【プロ野球】楽天・釜田佳直、投手人生のきっかけは斎藤佑樹

  • 谷上史朗●文 text by Tanigami Shiro
  • photo by Nikkan sports

 最後に、田中と斎藤にまつわるエピソードをもうひとつ。夏の甲子園のあと、釜田は進学かプロ志望かで最後まで進路を決めかねていた。「僕らの世代ではナンバーワン」と認めていた日大三高の吉永健太朗が早々に進学の意志を表明したこともあり、「あの吉永でも進学するのなら……」と進学に傾いていた。しかし、大学で過ごす4年間と、プロで過ごす4年間のメリット、デメリットを考えたとき、頭に浮かんだのは中学1年の夏に見た、ふたりのその後だった。
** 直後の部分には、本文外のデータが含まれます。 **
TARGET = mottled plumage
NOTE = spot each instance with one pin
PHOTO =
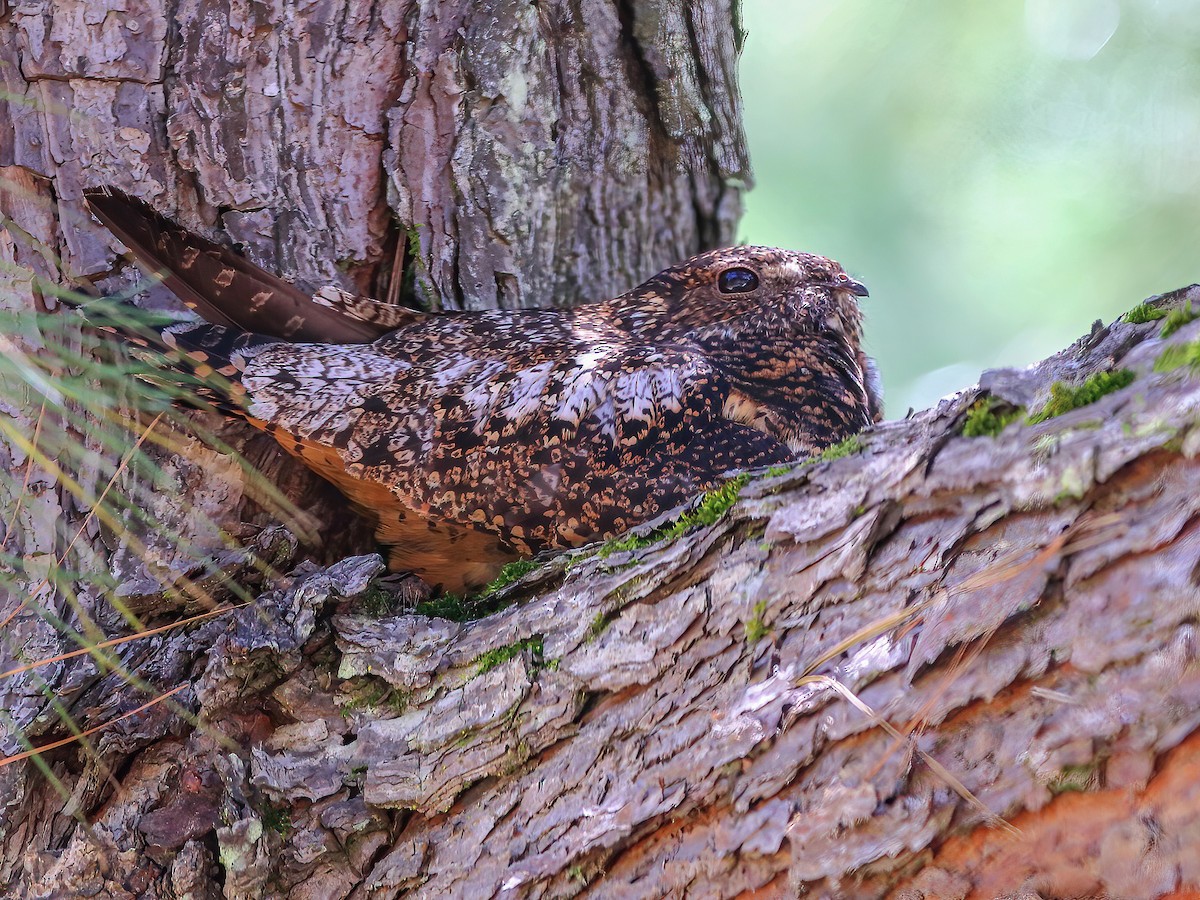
(475, 438)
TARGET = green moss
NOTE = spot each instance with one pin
(275, 819)
(1143, 313)
(475, 606)
(1177, 319)
(510, 574)
(1074, 779)
(843, 448)
(708, 511)
(756, 629)
(989, 417)
(1065, 397)
(1179, 355)
(376, 603)
(490, 660)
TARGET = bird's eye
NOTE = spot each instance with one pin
(737, 281)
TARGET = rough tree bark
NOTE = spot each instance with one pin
(709, 717)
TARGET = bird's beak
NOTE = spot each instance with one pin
(855, 287)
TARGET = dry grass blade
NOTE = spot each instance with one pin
(88, 732)
(934, 765)
(118, 641)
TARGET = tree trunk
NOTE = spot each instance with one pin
(940, 666)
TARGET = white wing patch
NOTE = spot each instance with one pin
(331, 381)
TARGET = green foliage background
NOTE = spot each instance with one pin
(999, 174)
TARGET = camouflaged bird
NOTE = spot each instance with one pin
(478, 438)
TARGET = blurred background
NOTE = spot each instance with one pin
(999, 174)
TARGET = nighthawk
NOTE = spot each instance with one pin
(478, 438)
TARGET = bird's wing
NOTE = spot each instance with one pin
(227, 288)
(543, 444)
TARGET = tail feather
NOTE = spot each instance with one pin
(216, 282)
(199, 364)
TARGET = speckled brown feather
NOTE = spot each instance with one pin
(474, 438)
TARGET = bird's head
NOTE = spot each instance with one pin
(796, 289)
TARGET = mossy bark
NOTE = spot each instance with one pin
(706, 715)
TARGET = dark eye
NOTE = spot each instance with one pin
(737, 281)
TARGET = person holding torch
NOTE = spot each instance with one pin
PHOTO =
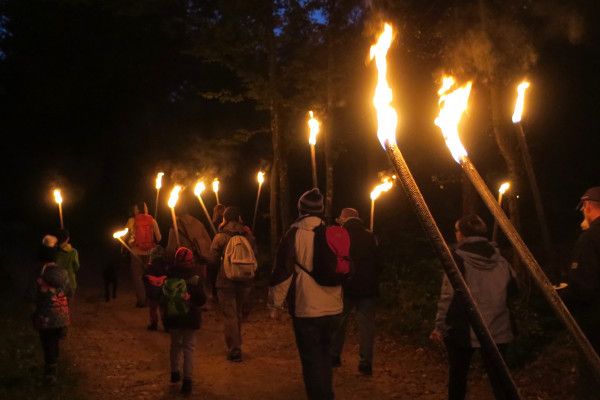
(143, 235)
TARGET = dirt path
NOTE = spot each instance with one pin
(119, 359)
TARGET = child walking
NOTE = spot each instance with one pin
(182, 297)
(51, 315)
(154, 279)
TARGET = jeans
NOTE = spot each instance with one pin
(459, 361)
(313, 339)
(365, 317)
(231, 301)
(50, 339)
(183, 341)
(138, 269)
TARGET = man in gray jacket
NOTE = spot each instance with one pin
(488, 276)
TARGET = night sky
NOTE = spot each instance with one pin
(97, 104)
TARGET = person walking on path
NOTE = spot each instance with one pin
(51, 315)
(143, 235)
(68, 258)
(583, 290)
(182, 297)
(490, 278)
(360, 290)
(315, 309)
(232, 294)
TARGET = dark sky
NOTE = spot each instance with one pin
(97, 103)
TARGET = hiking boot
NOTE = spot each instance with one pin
(175, 377)
(235, 355)
(365, 368)
(336, 361)
(186, 386)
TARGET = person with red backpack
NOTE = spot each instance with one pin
(234, 248)
(309, 277)
(143, 235)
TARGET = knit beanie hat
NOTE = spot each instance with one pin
(184, 257)
(157, 253)
(311, 203)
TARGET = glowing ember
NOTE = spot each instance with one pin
(453, 104)
(387, 119)
(314, 126)
(57, 196)
(518, 113)
(199, 188)
(158, 184)
(174, 196)
(504, 187)
(120, 234)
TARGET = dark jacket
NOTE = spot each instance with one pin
(365, 261)
(583, 294)
(191, 320)
(490, 281)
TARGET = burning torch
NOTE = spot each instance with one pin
(501, 190)
(172, 203)
(453, 102)
(314, 127)
(157, 185)
(260, 178)
(198, 189)
(58, 200)
(386, 132)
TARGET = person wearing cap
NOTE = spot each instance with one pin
(583, 291)
(315, 309)
(232, 294)
(360, 290)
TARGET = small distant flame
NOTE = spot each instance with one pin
(383, 187)
(174, 196)
(314, 126)
(504, 187)
(57, 196)
(120, 234)
(453, 104)
(387, 118)
(518, 113)
(199, 188)
(158, 184)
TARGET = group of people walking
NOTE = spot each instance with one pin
(195, 272)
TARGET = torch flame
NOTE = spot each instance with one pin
(453, 104)
(199, 188)
(120, 234)
(520, 101)
(383, 187)
(314, 126)
(387, 119)
(158, 184)
(174, 196)
(504, 187)
(57, 196)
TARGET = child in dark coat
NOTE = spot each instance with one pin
(154, 279)
(182, 297)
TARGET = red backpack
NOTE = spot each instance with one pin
(143, 232)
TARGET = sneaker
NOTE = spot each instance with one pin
(175, 377)
(336, 361)
(365, 368)
(235, 355)
(186, 386)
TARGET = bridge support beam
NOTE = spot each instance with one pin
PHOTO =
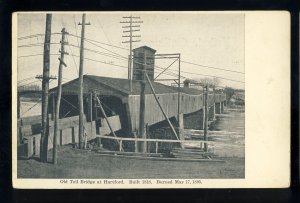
(202, 118)
(212, 113)
(222, 107)
(181, 126)
(218, 107)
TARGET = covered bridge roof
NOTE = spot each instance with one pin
(112, 86)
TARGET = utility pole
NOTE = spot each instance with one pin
(80, 92)
(45, 91)
(56, 121)
(206, 117)
(179, 104)
(142, 107)
(132, 25)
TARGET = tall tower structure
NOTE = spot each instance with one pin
(138, 62)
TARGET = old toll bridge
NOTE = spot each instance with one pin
(119, 112)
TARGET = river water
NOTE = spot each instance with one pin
(231, 142)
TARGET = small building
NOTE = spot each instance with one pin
(139, 56)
「ちょうど決断に迷っていた時、田中投手と斎藤投手がプロの世界ではじめて投げ合ったんです。田中投手が勝ったんですけど、その試合から、ぼんやりながら答えが見えた気がして……。斎藤投手は今も変わらず好きですけど、その後の活躍やプロでの実績を見たら、田中投手に惹かれますね。1試合で18三振を取ったり……凄すぎます」

 これはプロ志望届けを出した直後に聞いた言葉だが、今やその田中と同じユニフォームを着てマウンドに立つ。初勝利の試合後、星野仙一監督は「(田中)将大みたいに成長してほしい」と期待を込めたあと、四球の走者を残しての降板に「7回までしっかり抑えないといけない」と注文も忘れなかった。これも課題を与える程に成長できる釜田の資質を見抜いてのことだろう。まだ半分以上も残るシーズンを終えた時、経験を力に変えられる男はどこまで大きくなっているのか。そして近い将来を思えば、憧れの田中のライバルになっているかも――そこまで想像させる何とも楽しみなルーキーの登場だ。